Forsyth County could gain more local representation at the state Capitol under proposed redistricting maps released Friday.

The maps show the county adding two seats in the House, for a total of five representatives, and maintaining its two Senate posts.

A couple of the proposed legislative districts, including those of Rep. Mark Hamilton and Sen. Jack Murphy, would include only Forsyth County.

The state House and Senate will meet this week to discuss the maps.

Once the legislature has approved the final versions, the maps must still pass through Congress and the U.S. Department of Justice.

Hamilton, a Republican from Cumming, said it’s important to remember nothing is set in stone.

"This is merely the starting point," he said. "We still have the entire legislative process."

As is the case every decade, the districts are being redrawn to match changes in population as determined by the 2010 U.S. Census.

Forsyth has grown about 78 percent between 2000-10, with a current population of about 175,500. That’s up from about 98,400 in 2000.

To comply with the Voting Rights Act of 1965, the Georgia Legislature’s proposed House and Senate maps feature districts based on population.

On the House map, each district has between 53,287 and 54,352 people. The Senate map has populations that must range between 171,350 and 174,530.

The tremendous growth in the county warranted greater representation, Hamilton said.

"I would like to think that it’s an advantage having five voices [in the House] representing Forsyth County versus only three," he said. "We would certainly have five people that will have a common interest in Forsyth County."

If the proposed House map is approved, Hamilton would see some changes in the areas he represents.

The Republican legislator currently represents central and northwestern Forsyth and eastern Cherokee County.

Under the proposed map, Hamilton would no longer represent any of Cherokee, but would gain the entire city of Cumming, as well as central and western Forsyth.

His district number would also change from 23 to 24.

"It allows me to focus all of my attention on my constituents in the city of Cumming and Forsyth County," Hamilton said. "Although I enjoy tremendously the opportunity to work with Cherokee County because of the similarities, I also look forward to being able to concentrate all my efforts in Forsyth."

Hamilton’s new district, District 24, would be one of two in the House that sits entirely in Forsyth.

The other, District 26, would be new for the county. It would cover the north end of Forsyth and the majority of southern Dawson County.

District 26, which would be up for election in 2012, would also travel south along the county’s eastern edge by Lake Lanier.

Changes are also in store for District 24 state Rep. Mike Dudgeon.

The south Forsyth Republican’s proposed district, whose number would shift to 25, has less of south Forsyth but adds some of north Fulton, mostly in the Johns Creek area.

Dudgeon welcomed the changes.

"I actually go to church in Johns Creek and my Boy Scout Troop I’m involved with is in Johns Creek, so I feel like I’m part of the community already, so I have no objections," he said.

"Overall, I’m happy with our area. I’m happy Forsyth County gets a full new district instead of us getting pieces of other districts."

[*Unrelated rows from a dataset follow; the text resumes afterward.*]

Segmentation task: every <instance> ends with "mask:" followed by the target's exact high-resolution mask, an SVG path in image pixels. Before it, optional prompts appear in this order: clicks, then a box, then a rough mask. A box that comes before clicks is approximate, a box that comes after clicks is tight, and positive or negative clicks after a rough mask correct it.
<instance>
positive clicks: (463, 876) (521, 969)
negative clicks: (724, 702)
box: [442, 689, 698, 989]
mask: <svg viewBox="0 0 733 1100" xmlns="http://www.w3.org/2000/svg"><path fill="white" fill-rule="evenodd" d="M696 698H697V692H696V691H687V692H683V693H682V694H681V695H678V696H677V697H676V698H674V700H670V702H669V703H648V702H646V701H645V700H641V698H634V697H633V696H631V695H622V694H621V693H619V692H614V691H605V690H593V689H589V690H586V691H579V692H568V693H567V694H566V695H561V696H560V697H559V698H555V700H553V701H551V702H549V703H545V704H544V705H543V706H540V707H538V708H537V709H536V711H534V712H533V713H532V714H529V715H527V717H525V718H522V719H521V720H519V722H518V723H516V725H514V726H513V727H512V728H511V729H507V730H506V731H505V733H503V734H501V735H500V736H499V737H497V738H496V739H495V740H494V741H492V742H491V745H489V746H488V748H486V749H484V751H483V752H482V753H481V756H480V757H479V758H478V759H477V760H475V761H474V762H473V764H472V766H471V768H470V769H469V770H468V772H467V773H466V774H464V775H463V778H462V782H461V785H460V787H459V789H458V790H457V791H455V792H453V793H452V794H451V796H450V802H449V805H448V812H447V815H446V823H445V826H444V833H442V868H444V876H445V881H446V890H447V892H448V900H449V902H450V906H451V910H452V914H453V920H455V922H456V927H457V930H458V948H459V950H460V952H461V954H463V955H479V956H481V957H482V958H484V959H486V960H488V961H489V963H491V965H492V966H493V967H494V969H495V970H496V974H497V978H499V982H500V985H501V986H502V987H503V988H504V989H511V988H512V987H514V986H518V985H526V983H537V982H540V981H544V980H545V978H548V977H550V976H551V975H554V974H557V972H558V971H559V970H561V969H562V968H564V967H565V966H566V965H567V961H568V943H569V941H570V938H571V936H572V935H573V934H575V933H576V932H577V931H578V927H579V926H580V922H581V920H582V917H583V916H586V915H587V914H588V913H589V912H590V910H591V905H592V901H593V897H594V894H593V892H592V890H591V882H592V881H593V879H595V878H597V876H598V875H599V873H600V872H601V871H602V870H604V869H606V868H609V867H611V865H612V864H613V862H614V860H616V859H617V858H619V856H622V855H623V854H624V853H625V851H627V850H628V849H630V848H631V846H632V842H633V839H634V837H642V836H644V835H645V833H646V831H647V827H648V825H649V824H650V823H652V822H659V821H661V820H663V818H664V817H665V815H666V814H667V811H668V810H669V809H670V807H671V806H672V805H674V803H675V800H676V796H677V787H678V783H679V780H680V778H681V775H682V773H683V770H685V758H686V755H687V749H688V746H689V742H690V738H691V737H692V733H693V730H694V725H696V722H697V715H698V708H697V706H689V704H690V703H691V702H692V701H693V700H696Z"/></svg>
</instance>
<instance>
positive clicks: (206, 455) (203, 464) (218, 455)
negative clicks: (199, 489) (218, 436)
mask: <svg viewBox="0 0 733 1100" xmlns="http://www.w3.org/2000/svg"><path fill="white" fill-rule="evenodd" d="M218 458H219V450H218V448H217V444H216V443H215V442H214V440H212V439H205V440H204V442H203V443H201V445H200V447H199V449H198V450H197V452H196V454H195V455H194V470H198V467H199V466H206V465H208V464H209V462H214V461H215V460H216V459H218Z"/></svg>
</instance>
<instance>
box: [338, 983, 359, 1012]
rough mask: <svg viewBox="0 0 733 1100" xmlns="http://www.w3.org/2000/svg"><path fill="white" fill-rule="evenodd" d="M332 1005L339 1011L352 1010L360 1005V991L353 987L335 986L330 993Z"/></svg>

The other two House districts new to Forsyth would be 22 and 27.

District 22 would include eastern Cherokee, a corner of northwestern Fulton and some of southwestern Forsyth.

As proposed, Forsyth would join northern Hall County and southern White County in District 27.

With the changes, Forsyth would bid farewell to current Republican District 9 state Rep. Amos Amerson of Dahlonega.

The district he represents would continue to include Dawson and Lumpkin counties, but would trade Forsyth for a sliver of Hall.

Though he said he’s disappointed he could lose Forsyth, Amerson said he’s not really going anywhere.

"You don’t just abandon friends because someone changes the line," he said. "Any way that I can help Forsyth County I will continue to do that."

For Sen. Jack Murphy, District 27 would cover just about all of Forsyth if the proposed Senate map is approved.

Murphy, a Republican from Cumming, would no longer represent any of Cherokee, but would gain more of northeastern Forsyth, currently represented by District 51 state Sen. Steve Gooch.

"It’s just business as usual because you’ve still got me representing as Senator and you’ve still got Steve representing as Senator and that’s the way I’d really like it to be worked out so that we have very little change and little adjustment — where the constituents don’t have to adjust and the senators don’t have to adjust either," Murphy said.

"Forsyth is staying whole … and that was my wish and my goal and I’m glad that the reapportionment committee has drawn the maps like they have."

Goooch, who would still represent a small portion of northeast Forsyth, stands to experience the least amount of change.

The Dahlonega Republican would still represent all of Gilmer, Dawson, Lumpkin, White, Fannin and Union counties, shedding only a little of Forsyth and the western half of Pickens County.

"I hate to lose any of my district," Gooch said. "But I was very glad to see that I would stay in Forsyth County and keep working with the local governments and folks in Cumming and Forsyth County."